Many people claim this to be one of the finest football novels ever written. If that’s true (I haven’t read many), then it might be that such a statement says more about the other football novels than about this one in particular. Despite the protestations of the book’s introduction, I’d personally say I very much see this as the ‘comic novel’ it claims not to be; a bit of well written fluff – perfect for young adults. Don’t get me wrong, I really did enjoy the three hours it took me to read, but I wouldn’t go as far as to recommend it to anyone within my peer group.

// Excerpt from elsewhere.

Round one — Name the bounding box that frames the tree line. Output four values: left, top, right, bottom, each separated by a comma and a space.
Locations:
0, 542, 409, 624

The narrator of How Steeple Sinderby Wanderers Won the F.A Cup is the club’s secretary, who has been gifted a share of the F.A. Cup prize money in order to create the official history of the football club. We are invited to relive the events with him, as he attempts to recall the key characters and moments as part of his drafting process. The narrator shares gossip and tales from the village (that we are reminded won’t be included in the official history) and so the book becomes more of a loose observation on village life. We never get to really find out too much about the narrator himself, who hints that he’s in the midst of a form of mid-life crisis, and that it’s his ongoing search for a purpose that has ultimately brought him to Steeple Sinderby, but it’s definitely the more well-observed, existential moments from the narrator where the book scores it’s occasional small victories.

The book’s author, J.L. Carr, was an interesting character. He turned his back on what he saw as an obscene literary world, and so, as you’d imagine, there is a strong sense throughout the book of the author’s anti-establishment leanings. Indeed, this is no more prevalent than with regards to the anti-hero of the book – the village vicar’s atheist sister –  who regularly “preaches” a strong anti-capitalist sentiment. This makes me think that if I’d read Steeple Sinderby… when I was a teenager (or perhaps younger) I would have been completely absorbed by it, and would perhaps now look upon it with more reverence. That may sound patronising, but I’m not a proper book reviewer, so I think I can get away with it.

I liked it, but I just wanted a lot more.